I
Quando tinha cerca de 7 ou 8 anos, veio morar para perto da
minha casa uma família com 3 filhos, 1 menino e 2 meninas. Eram pobres, tão pobres que o menino até usava saias ou
vestidos das irmãs.
A minha mãe pediu-nos para escolhermos
alguns dos nossos brinquedos para lhes darmos, pois aquelas crianças nunca
tinham tido brinquedos. Agarrei em todas as minhas bonecas e despedi-me delas
num canto do quintal.

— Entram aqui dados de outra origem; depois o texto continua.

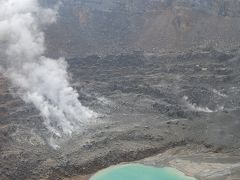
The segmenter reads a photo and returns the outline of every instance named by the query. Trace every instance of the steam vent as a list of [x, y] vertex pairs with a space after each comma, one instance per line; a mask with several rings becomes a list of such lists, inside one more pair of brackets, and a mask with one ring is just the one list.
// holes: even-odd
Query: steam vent
[[240, 180], [240, 0], [0, 0], [0, 180]]

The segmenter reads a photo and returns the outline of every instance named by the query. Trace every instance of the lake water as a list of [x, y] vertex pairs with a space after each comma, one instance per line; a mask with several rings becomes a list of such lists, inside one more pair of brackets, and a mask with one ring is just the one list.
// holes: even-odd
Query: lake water
[[96, 173], [90, 180], [196, 180], [177, 169], [156, 168], [141, 164], [113, 166]]

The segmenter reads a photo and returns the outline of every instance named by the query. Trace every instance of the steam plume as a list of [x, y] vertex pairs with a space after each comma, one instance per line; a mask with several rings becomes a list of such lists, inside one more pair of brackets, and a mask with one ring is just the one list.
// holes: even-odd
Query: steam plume
[[44, 57], [40, 27], [56, 21], [56, 11], [37, 0], [0, 0], [0, 69], [21, 98], [32, 103], [52, 134], [71, 135], [94, 113], [78, 101], [70, 86], [67, 63]]

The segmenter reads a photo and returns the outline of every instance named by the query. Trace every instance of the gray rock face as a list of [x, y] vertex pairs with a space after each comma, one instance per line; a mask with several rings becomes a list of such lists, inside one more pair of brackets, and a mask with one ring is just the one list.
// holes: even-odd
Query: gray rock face
[[[212, 179], [229, 173], [239, 177], [236, 50], [94, 55], [68, 63], [81, 102], [100, 116], [54, 150], [39, 112], [13, 97], [2, 77], [0, 179], [86, 178], [166, 150], [173, 153], [148, 163], [177, 167], [202, 179], [211, 179], [210, 174]], [[198, 170], [205, 168], [205, 174]], [[229, 170], [219, 176], [224, 168]]]
[[231, 48], [239, 46], [239, 9], [237, 0], [66, 0], [46, 29], [48, 53]]

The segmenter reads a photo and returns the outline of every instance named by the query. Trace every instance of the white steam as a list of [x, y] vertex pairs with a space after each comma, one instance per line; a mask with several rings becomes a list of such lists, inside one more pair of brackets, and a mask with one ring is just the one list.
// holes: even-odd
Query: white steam
[[61, 137], [94, 113], [78, 101], [64, 59], [43, 56], [40, 27], [55, 20], [56, 11], [40, 7], [37, 0], [0, 0], [0, 69], [21, 98], [40, 111], [49, 131]]

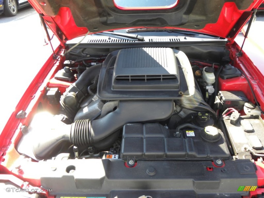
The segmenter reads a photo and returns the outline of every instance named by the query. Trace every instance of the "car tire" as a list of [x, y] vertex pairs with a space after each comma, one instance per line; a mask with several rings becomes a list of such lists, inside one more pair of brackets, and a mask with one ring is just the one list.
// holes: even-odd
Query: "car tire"
[[17, 13], [17, 4], [16, 0], [4, 0], [4, 13], [6, 16], [14, 16]]

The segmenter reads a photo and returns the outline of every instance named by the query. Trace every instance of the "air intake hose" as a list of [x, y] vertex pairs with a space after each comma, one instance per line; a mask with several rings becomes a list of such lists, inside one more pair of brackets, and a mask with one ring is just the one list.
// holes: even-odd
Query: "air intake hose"
[[[164, 120], [172, 114], [174, 106], [172, 100], [120, 101], [116, 110], [102, 118], [77, 120], [70, 125], [59, 121], [52, 122], [55, 126], [49, 127], [53, 130], [39, 133], [33, 147], [34, 154], [39, 159], [49, 159], [59, 153], [63, 144], [70, 143], [93, 146], [97, 150], [109, 148], [117, 138], [117, 130], [126, 124]], [[35, 130], [43, 130], [42, 127], [40, 125]]]
[[99, 75], [101, 66], [100, 63], [87, 69], [61, 96], [60, 103], [62, 114], [66, 115], [72, 121], [81, 103], [88, 94], [87, 88], [93, 84]]

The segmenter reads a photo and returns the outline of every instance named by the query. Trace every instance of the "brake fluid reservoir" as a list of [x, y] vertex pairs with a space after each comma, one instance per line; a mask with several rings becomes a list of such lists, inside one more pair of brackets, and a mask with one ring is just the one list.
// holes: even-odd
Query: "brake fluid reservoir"
[[244, 111], [246, 115], [261, 115], [261, 113], [258, 107], [252, 102], [246, 102], [244, 105]]
[[215, 77], [214, 74], [214, 69], [211, 67], [205, 67], [202, 70], [203, 78], [208, 86], [211, 85], [215, 82]]

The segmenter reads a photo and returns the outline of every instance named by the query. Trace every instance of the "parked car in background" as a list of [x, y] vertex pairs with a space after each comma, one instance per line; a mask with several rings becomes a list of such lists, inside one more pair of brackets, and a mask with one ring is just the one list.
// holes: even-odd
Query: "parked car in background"
[[27, 0], [0, 0], [0, 14], [3, 13], [6, 16], [15, 16], [18, 10], [29, 5]]

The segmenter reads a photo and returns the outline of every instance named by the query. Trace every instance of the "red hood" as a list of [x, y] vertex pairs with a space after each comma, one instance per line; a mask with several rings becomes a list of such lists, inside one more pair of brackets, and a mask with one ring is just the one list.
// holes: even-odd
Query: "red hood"
[[233, 40], [263, 0], [175, 1], [171, 6], [124, 8], [113, 0], [29, 1], [62, 44], [86, 34], [131, 27], [191, 30]]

Enquanto falava às minhas bonecas, chorava e dizia-lhes como
iriam mudar a vida de outras meninas que até lhes iriam dar mais valor do que
eu, porque, na verdade, nunca gostei muito de brincar com bonecas. E assim foi…
e ao rapaz dei uma bola e uma harmónica.
II
Numa manhã, e enquanto conduzia
para deixar o meu filho na escola, ele falou-me sobre o “Zé”. O “Zé” era um
menino pobre, que usava sapatos maiores que ele e que já se encontram
esburacados e, então, os outros alunos da escola gozavam do “Zé”.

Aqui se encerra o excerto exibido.